Locke, di Stephen Knight, USA – Regno Unito 2013

All’uscita dal cantiere, Locke fa una svolta decisa: non torna a casa, fa una scommessa esistenziale che gli potrebbe costare la famiglia e il lavoro. L’ora e trenta del film corrisponde quasi esattamente al viaggio fino a Londra, che seguiamo continuamente nel chiuso dell’auto, con un unico attore.

Locke, impiegato nell’edilizia, gestirebbe la sua vita con la meticolosità e la precisione perfetta con cui alza edifici, ma la sua tragedia – in uno dei sensi più profondi del termine, quello di uno scontro assoluto fra due concezioni di vita opposte – come ogni tragedia presuppone un abbandono o una perdita, la mancanza del controllo umano, l’impossibilità di un ritorno.

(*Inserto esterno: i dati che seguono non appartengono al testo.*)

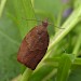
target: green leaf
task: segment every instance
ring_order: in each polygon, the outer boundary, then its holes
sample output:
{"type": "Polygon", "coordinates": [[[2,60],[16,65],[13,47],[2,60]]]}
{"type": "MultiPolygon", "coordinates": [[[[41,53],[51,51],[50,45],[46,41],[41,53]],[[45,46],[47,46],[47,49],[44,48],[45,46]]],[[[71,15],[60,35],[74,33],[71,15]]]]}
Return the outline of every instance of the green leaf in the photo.
{"type": "Polygon", "coordinates": [[[71,67],[70,56],[64,54],[59,60],[56,81],[67,81],[70,67],[71,67]]]}

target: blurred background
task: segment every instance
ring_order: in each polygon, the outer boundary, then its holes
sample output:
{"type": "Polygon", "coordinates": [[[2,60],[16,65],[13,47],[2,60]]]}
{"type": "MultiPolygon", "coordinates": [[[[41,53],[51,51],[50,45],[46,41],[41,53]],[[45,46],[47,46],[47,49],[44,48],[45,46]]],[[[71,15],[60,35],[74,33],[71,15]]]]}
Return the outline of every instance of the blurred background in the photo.
{"type": "MultiPolygon", "coordinates": [[[[36,26],[35,22],[26,21],[33,19],[33,17],[28,17],[26,14],[33,15],[35,13],[36,18],[40,21],[49,18],[49,22],[52,23],[53,26],[50,25],[48,31],[50,40],[53,40],[55,33],[62,30],[59,27],[67,21],[80,2],[80,0],[31,0],[33,8],[33,11],[31,11],[27,6],[28,4],[25,5],[25,3],[28,3],[28,0],[0,0],[0,81],[17,81],[16,78],[23,73],[26,68],[16,59],[23,38],[36,26]]],[[[39,24],[41,23],[38,23],[38,25],[39,24]]],[[[72,51],[75,51],[73,48],[77,40],[79,40],[77,56],[80,57],[81,46],[80,39],[78,39],[80,32],[81,24],[78,22],[77,26],[53,46],[49,57],[59,57],[63,53],[73,53],[72,51]]],[[[57,64],[52,63],[52,65],[57,64]]],[[[32,73],[29,81],[55,81],[56,72],[55,67],[52,65],[46,64],[40,67],[32,73]]],[[[68,81],[81,81],[81,66],[72,69],[68,81]]]]}

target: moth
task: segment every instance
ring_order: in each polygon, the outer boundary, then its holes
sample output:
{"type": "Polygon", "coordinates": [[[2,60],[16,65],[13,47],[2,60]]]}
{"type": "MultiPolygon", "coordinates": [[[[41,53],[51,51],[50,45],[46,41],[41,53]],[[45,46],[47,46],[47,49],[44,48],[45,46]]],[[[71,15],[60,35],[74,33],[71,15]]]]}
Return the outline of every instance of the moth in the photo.
{"type": "Polygon", "coordinates": [[[33,27],[24,38],[18,50],[17,60],[35,70],[49,46],[48,21],[33,27]]]}

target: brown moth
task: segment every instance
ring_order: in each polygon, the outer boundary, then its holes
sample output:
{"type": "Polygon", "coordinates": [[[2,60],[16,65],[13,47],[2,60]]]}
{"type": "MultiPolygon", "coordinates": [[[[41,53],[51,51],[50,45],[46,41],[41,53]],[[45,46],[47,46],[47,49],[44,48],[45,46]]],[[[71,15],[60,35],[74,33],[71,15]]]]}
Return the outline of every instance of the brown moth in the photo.
{"type": "Polygon", "coordinates": [[[17,60],[32,70],[36,69],[48,50],[50,40],[48,25],[48,21],[44,21],[42,25],[32,28],[24,38],[18,50],[17,60]]]}

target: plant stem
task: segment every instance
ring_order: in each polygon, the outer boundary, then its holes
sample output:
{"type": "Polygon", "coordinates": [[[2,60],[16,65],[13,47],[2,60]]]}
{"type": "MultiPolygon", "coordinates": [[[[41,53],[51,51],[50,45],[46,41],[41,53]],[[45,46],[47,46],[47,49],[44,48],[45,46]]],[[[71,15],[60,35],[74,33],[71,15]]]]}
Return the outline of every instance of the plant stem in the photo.
{"type": "Polygon", "coordinates": [[[0,3],[0,17],[1,17],[1,15],[2,15],[3,8],[4,8],[4,5],[5,5],[5,2],[6,2],[6,0],[1,0],[1,3],[0,3]]]}
{"type": "Polygon", "coordinates": [[[79,35],[79,37],[78,37],[78,39],[77,39],[78,41],[77,41],[77,43],[76,43],[76,45],[75,45],[75,49],[73,49],[73,52],[72,52],[72,54],[75,54],[75,56],[77,56],[78,54],[78,51],[79,51],[79,49],[80,49],[80,45],[81,45],[81,33],[79,35]]]}

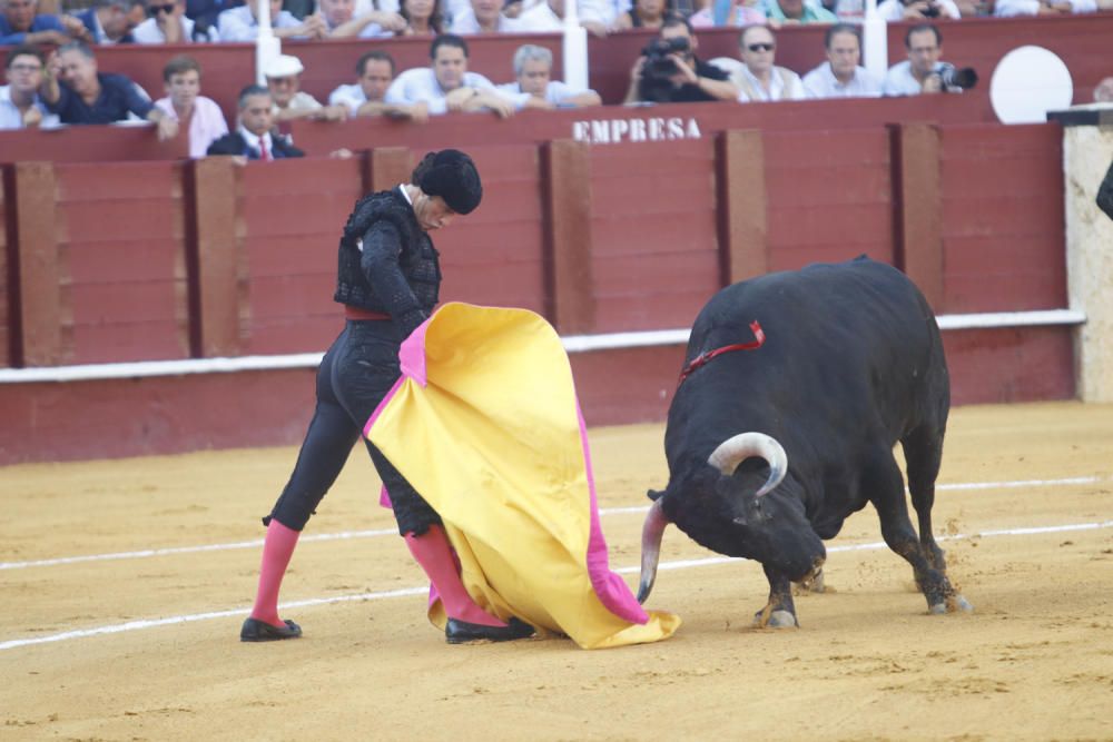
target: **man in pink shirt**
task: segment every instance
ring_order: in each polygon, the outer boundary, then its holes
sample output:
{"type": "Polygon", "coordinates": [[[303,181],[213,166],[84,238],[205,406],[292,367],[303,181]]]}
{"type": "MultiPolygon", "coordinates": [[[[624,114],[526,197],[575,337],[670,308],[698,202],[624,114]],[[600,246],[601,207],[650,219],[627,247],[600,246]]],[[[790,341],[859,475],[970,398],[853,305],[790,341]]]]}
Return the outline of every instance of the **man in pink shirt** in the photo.
{"type": "Polygon", "coordinates": [[[162,69],[162,81],[167,97],[155,107],[189,132],[189,157],[205,157],[208,146],[228,133],[228,123],[216,101],[200,95],[200,65],[193,57],[175,57],[162,69]]]}

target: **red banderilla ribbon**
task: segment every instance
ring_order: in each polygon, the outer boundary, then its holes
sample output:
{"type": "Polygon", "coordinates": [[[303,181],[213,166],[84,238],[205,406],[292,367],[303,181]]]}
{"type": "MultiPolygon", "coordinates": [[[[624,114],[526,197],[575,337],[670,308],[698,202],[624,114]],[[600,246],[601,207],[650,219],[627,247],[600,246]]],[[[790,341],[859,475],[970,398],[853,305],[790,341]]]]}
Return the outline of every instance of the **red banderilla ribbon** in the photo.
{"type": "Polygon", "coordinates": [[[757,319],[750,323],[750,330],[754,333],[755,340],[752,343],[735,343],[733,345],[725,345],[721,348],[716,348],[715,350],[708,350],[707,353],[701,353],[691,362],[684,366],[684,369],[680,372],[680,380],[677,382],[677,387],[679,388],[684,379],[692,375],[692,373],[700,366],[707,365],[716,356],[721,356],[723,353],[730,353],[731,350],[757,350],[765,344],[765,332],[761,329],[761,325],[757,319]]]}

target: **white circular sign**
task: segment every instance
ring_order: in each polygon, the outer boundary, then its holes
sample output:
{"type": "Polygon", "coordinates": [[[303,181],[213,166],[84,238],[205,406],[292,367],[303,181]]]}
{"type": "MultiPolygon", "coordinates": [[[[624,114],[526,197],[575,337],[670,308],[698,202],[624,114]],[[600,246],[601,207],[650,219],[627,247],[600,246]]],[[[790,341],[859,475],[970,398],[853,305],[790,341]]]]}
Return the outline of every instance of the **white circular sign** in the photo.
{"type": "Polygon", "coordinates": [[[1071,70],[1043,47],[1013,49],[989,81],[989,101],[1002,123],[1043,123],[1047,111],[1070,108],[1073,98],[1071,70]]]}

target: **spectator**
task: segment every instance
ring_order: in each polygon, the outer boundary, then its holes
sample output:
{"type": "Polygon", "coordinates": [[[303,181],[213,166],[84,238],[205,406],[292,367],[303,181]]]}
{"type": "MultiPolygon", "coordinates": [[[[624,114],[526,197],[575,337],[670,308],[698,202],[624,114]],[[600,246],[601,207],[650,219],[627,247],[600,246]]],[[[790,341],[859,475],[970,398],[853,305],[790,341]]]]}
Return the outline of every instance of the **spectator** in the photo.
{"type": "Polygon", "coordinates": [[[838,20],[817,0],[767,0],[765,12],[772,28],[792,23],[834,23],[838,20]]]}
{"type": "MultiPolygon", "coordinates": [[[[614,21],[603,3],[578,0],[577,18],[580,26],[588,29],[592,36],[604,37],[607,29],[614,21]]],[[[514,31],[519,33],[559,33],[564,30],[564,0],[541,0],[534,6],[524,8],[514,20],[514,31]]]]}
{"type": "Polygon", "coordinates": [[[861,32],[857,26],[836,23],[824,34],[827,61],[804,76],[804,91],[809,98],[876,98],[881,81],[858,62],[861,60],[861,32]]]}
{"type": "Polygon", "coordinates": [[[738,102],[800,100],[805,98],[800,76],[777,67],[777,41],[767,26],[749,26],[739,38],[742,65],[730,76],[741,91],[738,102]]]}
{"type": "Polygon", "coordinates": [[[73,18],[89,32],[90,43],[135,43],[131,32],[146,18],[144,0],[96,0],[73,18]]]}
{"type": "Polygon", "coordinates": [[[611,28],[624,31],[631,28],[660,29],[667,16],[672,14],[672,0],[634,0],[630,10],[624,10],[614,18],[611,28]]]}
{"type": "Polygon", "coordinates": [[[514,52],[515,82],[499,86],[518,108],[584,108],[601,106],[594,90],[572,88],[552,79],[553,52],[526,43],[514,52]]]}
{"type": "Polygon", "coordinates": [[[59,47],[47,62],[41,91],[62,123],[112,123],[130,115],[155,123],[160,141],[178,133],[178,122],[155,108],[142,88],[122,75],[98,72],[92,50],[81,41],[59,47]]]}
{"type": "Polygon", "coordinates": [[[52,43],[61,46],[88,38],[81,21],[39,12],[39,0],[3,0],[0,14],[0,46],[52,43]]]}
{"type": "Polygon", "coordinates": [[[280,55],[270,60],[263,73],[267,78],[267,89],[274,101],[276,121],[294,119],[316,119],[343,121],[347,118],[347,106],[322,106],[321,102],[302,90],[302,60],[289,55],[280,55]]]}
{"type": "Polygon", "coordinates": [[[650,46],[656,52],[650,56],[643,52],[630,70],[626,102],[680,103],[738,98],[738,88],[727,72],[696,56],[699,42],[683,18],[667,18],[650,46]]]}
{"type": "Polygon", "coordinates": [[[328,96],[331,106],[346,106],[353,117],[390,116],[417,122],[429,119],[429,107],[423,102],[412,106],[386,102],[386,91],[394,80],[394,58],[385,51],[365,53],[355,63],[355,83],[342,85],[328,96]]]}
{"type": "Polygon", "coordinates": [[[446,111],[490,110],[501,118],[513,116],[514,105],[482,75],[467,71],[467,42],[442,33],[430,44],[432,67],[406,70],[386,90],[386,102],[425,103],[431,115],[446,111]]]}
{"type": "Polygon", "coordinates": [[[762,0],[723,0],[709,2],[688,19],[695,28],[712,26],[754,26],[767,22],[762,0]]]}
{"type": "Polygon", "coordinates": [[[1068,13],[1093,13],[1097,11],[1094,0],[997,0],[993,14],[999,18],[1011,16],[1066,16],[1068,13]]]}
{"type": "MultiPolygon", "coordinates": [[[[221,41],[255,41],[259,36],[256,18],[258,6],[250,2],[238,8],[229,8],[217,17],[217,28],[221,41]]],[[[324,36],[325,23],[317,16],[307,16],[304,21],[282,9],[282,0],[270,0],[270,26],[279,39],[319,39],[324,36]]]]}
{"type": "Polygon", "coordinates": [[[1113,103],[1113,77],[1107,77],[1094,86],[1095,103],[1113,103]]]}
{"type": "Polygon", "coordinates": [[[406,28],[406,20],[395,12],[372,9],[357,16],[355,0],[321,0],[319,9],[329,39],[391,37],[406,28]]]}
{"type": "Polygon", "coordinates": [[[39,97],[47,57],[38,47],[22,44],[8,51],[4,78],[0,88],[0,129],[22,129],[58,123],[39,97]]]}
{"type": "Polygon", "coordinates": [[[444,32],[444,18],[436,8],[436,0],[402,0],[398,13],[406,21],[398,36],[437,36],[444,32]]]}
{"type": "Polygon", "coordinates": [[[233,155],[264,161],[305,157],[305,152],[273,130],[274,100],[266,88],[249,85],[240,90],[237,108],[236,130],[209,145],[209,155],[233,155]]]}
{"type": "Polygon", "coordinates": [[[216,29],[205,31],[197,28],[186,16],[186,0],[150,0],[147,20],[131,32],[136,43],[190,43],[191,41],[218,41],[216,29]]]}
{"type": "MultiPolygon", "coordinates": [[[[883,95],[943,92],[943,79],[939,77],[943,34],[939,29],[929,23],[913,26],[905,33],[905,49],[908,50],[908,59],[889,68],[881,85],[883,95]]],[[[947,91],[962,92],[962,88],[947,88],[947,91]]]]}
{"type": "Polygon", "coordinates": [[[954,0],[885,0],[877,3],[877,14],[889,23],[963,17],[954,0]]]}
{"type": "Polygon", "coordinates": [[[162,68],[166,98],[155,107],[178,122],[189,136],[189,157],[205,157],[209,145],[228,133],[220,107],[201,92],[201,68],[193,57],[175,57],[162,68]]]}
{"type": "Polygon", "coordinates": [[[510,33],[515,30],[515,21],[502,12],[502,0],[471,0],[471,4],[452,17],[452,32],[510,33]]]}
{"type": "MultiPolygon", "coordinates": [[[[161,0],[156,0],[161,1],[161,0]]],[[[217,18],[225,10],[244,4],[244,0],[186,0],[186,18],[194,21],[194,29],[203,34],[211,32],[217,40],[217,18]]]]}

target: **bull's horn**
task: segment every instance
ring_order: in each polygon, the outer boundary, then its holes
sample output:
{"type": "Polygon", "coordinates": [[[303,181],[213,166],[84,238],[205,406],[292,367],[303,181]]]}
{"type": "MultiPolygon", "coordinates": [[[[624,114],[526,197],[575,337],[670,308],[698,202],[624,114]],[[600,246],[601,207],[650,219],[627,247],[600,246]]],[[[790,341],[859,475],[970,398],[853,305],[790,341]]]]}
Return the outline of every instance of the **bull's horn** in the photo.
{"type": "Polygon", "coordinates": [[[788,454],[776,438],[765,433],[739,433],[720,443],[707,463],[722,472],[723,476],[730,476],[739,464],[751,456],[760,456],[769,463],[769,478],[758,489],[757,496],[760,497],[780,484],[788,472],[788,454]]]}
{"type": "Polygon", "coordinates": [[[638,583],[638,602],[644,603],[657,580],[657,563],[661,558],[661,536],[669,518],[661,509],[663,497],[653,501],[641,527],[641,580],[638,583]]]}

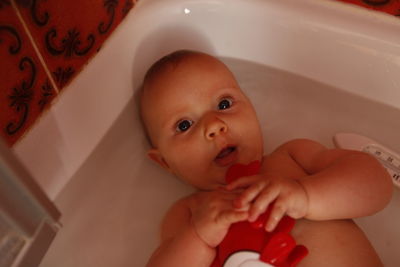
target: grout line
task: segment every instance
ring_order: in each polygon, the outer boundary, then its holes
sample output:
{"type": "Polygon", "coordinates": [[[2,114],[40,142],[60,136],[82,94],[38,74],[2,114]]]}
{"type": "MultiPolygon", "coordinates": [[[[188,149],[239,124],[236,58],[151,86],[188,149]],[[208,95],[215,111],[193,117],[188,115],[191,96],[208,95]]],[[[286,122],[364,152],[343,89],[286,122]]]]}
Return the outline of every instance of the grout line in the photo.
{"type": "Polygon", "coordinates": [[[58,89],[58,86],[57,86],[56,82],[54,81],[53,76],[51,75],[51,72],[50,72],[49,68],[47,67],[46,61],[44,60],[42,54],[40,53],[40,50],[37,47],[36,42],[33,39],[33,36],[32,36],[32,34],[31,34],[31,32],[30,32],[30,30],[29,30],[24,18],[22,17],[21,13],[19,12],[19,9],[18,9],[18,7],[17,7],[17,5],[15,4],[14,1],[15,0],[11,0],[11,5],[14,8],[14,11],[17,14],[18,19],[20,20],[22,26],[24,27],[25,33],[28,35],[28,38],[29,38],[29,40],[30,40],[30,42],[31,42],[31,44],[33,46],[33,49],[36,52],[36,56],[39,58],[39,61],[42,64],[42,66],[43,66],[43,68],[44,68],[44,70],[45,70],[45,72],[47,74],[47,77],[50,80],[51,85],[53,86],[54,90],[56,91],[56,93],[58,95],[60,93],[60,90],[58,89]]]}

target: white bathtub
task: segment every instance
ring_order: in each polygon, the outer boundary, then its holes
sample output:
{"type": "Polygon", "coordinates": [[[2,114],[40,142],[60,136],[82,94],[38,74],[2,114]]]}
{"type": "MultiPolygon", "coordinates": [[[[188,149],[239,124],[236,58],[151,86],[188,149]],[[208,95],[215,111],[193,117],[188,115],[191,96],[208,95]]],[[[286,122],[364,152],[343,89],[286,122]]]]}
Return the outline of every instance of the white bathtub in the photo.
{"type": "MultiPolygon", "coordinates": [[[[141,0],[14,148],[63,214],[41,266],[144,266],[163,213],[192,190],[144,156],[134,89],[161,55],[223,57],[266,152],[296,137],[332,147],[343,131],[400,151],[399,32],[398,18],[329,0],[141,0]]],[[[357,220],[388,267],[400,266],[399,206],[396,189],[357,220]]]]}

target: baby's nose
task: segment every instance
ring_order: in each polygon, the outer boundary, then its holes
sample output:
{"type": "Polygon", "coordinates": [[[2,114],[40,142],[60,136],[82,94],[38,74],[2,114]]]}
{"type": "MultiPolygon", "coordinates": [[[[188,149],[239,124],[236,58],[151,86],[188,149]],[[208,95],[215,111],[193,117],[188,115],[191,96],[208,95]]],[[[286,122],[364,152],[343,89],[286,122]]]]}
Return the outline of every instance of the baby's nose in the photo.
{"type": "Polygon", "coordinates": [[[228,126],[221,119],[214,117],[207,122],[205,137],[207,140],[213,140],[215,137],[228,131],[228,126]]]}

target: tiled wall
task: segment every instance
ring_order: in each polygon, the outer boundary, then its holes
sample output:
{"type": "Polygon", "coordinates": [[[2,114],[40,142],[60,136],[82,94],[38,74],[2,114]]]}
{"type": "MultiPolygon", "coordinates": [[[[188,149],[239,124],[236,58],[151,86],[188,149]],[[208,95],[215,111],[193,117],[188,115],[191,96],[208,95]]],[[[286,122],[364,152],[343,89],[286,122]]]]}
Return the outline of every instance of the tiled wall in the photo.
{"type": "Polygon", "coordinates": [[[373,10],[400,16],[400,0],[339,0],[373,10]]]}
{"type": "MultiPolygon", "coordinates": [[[[400,0],[338,1],[400,16],[400,0]]],[[[136,2],[0,0],[0,136],[10,146],[49,108],[136,2]]]]}
{"type": "Polygon", "coordinates": [[[136,0],[0,0],[0,136],[13,145],[136,0]]]}

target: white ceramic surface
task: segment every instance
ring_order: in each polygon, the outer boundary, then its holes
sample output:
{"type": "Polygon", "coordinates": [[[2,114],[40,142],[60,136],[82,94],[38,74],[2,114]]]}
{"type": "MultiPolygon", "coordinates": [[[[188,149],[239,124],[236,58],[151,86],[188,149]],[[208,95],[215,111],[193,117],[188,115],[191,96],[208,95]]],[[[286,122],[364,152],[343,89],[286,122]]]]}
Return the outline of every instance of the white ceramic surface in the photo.
{"type": "MultiPolygon", "coordinates": [[[[157,244],[165,209],[190,192],[143,155],[134,89],[161,55],[185,48],[248,60],[315,81],[320,90],[336,88],[332,101],[346,93],[390,109],[395,118],[400,114],[399,32],[398,18],[329,0],[139,1],[15,147],[63,213],[64,227],[42,266],[143,266],[157,244]]],[[[287,99],[297,104],[296,97],[287,99]]],[[[307,99],[312,106],[312,94],[307,99]]],[[[351,103],[348,108],[357,115],[351,103]]],[[[314,114],[318,127],[298,133],[331,145],[328,133],[342,120],[340,112],[329,118],[314,114]]],[[[347,125],[400,151],[400,122],[386,119],[380,109],[371,114],[387,122],[379,131],[368,123],[358,127],[358,121],[347,125]]],[[[266,151],[296,135],[289,130],[267,139],[266,151]]],[[[399,204],[396,191],[389,209],[359,221],[389,267],[400,265],[399,204]]]]}

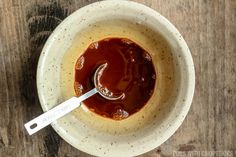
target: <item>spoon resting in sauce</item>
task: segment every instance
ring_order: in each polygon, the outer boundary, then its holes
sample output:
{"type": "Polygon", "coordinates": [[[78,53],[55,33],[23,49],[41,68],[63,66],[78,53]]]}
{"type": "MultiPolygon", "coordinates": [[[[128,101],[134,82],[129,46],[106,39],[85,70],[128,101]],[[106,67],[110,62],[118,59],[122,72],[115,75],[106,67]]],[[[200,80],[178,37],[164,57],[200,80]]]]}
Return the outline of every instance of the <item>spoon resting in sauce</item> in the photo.
{"type": "Polygon", "coordinates": [[[94,86],[92,90],[88,91],[87,93],[81,95],[80,97],[72,97],[65,102],[57,105],[56,107],[50,109],[49,111],[41,114],[40,116],[34,118],[33,120],[27,122],[24,126],[27,132],[32,135],[37,131],[41,130],[42,128],[48,126],[55,120],[63,117],[64,115],[70,113],[72,110],[76,109],[81,105],[81,102],[88,99],[89,97],[99,93],[103,98],[107,100],[118,100],[124,97],[124,94],[114,95],[109,89],[102,86],[99,81],[104,69],[106,68],[107,64],[100,65],[94,73],[93,81],[94,86]]]}

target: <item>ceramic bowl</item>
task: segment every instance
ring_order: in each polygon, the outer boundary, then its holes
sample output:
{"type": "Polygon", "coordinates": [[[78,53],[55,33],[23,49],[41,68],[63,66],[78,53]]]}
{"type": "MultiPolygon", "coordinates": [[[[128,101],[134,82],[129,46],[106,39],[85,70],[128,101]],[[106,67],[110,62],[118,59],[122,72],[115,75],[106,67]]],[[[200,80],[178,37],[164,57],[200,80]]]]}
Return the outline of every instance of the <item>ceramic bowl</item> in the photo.
{"type": "Polygon", "coordinates": [[[121,121],[85,105],[52,123],[69,144],[96,156],[136,156],[166,141],[183,122],[195,86],[194,65],[179,31],[156,11],[132,1],[101,1],[67,17],[47,40],[37,69],[44,111],[75,95],[74,66],[94,41],[129,38],[152,56],[157,81],[148,103],[121,121]]]}

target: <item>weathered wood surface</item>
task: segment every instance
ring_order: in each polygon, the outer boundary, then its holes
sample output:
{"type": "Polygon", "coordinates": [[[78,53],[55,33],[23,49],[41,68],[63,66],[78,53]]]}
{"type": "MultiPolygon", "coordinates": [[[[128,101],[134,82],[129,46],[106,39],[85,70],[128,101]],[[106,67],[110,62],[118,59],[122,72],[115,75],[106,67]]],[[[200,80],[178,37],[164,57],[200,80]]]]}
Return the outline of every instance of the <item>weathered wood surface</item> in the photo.
{"type": "MultiPolygon", "coordinates": [[[[30,137],[23,124],[42,113],[35,74],[45,40],[70,13],[95,1],[0,0],[1,157],[90,156],[67,144],[51,127],[30,137]]],[[[142,156],[172,156],[177,150],[235,151],[236,1],[136,1],[175,24],[196,67],[195,96],[183,125],[168,141],[142,156]]]]}

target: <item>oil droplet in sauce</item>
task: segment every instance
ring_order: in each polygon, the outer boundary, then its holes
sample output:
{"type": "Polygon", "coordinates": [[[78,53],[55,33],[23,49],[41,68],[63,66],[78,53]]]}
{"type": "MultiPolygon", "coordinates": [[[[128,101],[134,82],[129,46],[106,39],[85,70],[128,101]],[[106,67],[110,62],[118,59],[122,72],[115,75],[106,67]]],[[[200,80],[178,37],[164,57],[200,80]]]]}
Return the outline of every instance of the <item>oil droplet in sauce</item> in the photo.
{"type": "Polygon", "coordinates": [[[122,120],[138,112],[152,96],[156,81],[152,58],[126,38],[106,38],[91,43],[75,64],[76,95],[94,88],[94,72],[105,63],[99,83],[107,93],[123,93],[123,98],[107,100],[96,94],[83,103],[98,115],[122,120]]]}

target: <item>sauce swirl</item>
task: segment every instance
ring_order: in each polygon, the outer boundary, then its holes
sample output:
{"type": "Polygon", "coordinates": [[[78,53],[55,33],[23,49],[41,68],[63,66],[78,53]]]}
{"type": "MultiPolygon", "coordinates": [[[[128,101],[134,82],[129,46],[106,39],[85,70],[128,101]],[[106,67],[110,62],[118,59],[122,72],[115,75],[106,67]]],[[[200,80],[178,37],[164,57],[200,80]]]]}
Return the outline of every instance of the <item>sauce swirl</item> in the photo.
{"type": "Polygon", "coordinates": [[[127,38],[106,38],[91,43],[75,65],[76,95],[94,88],[93,74],[105,63],[98,81],[108,93],[123,94],[122,99],[111,101],[96,94],[83,103],[103,117],[125,119],[138,112],[152,96],[156,81],[152,58],[127,38]]]}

L’automobile e la strada funzionano come delle zone di confine fra le quali si svolge un film tutto basato sul qui e ora, dall’auto percepiamo, immaginiamo i punti di partenza e di presunto arrivo del viaggio esistenziale di Locke nella tensione fra i richiami alla sua vita attuale – ora strazianti ora estenuanti – e la spinta verso un futuro di fuga da colpe genetiche.

Sorprendentemente in una narrazione di questo tipo – tutta chiusa e sospesa in un’auto, col mondo esterno che vale comunque un’ipotesi – il punto di vista non è così interno: sguardi dallo specchio retrovisore, continue sovrimpressioni ci tengono piuttosto lontani dalla posizione di Locke.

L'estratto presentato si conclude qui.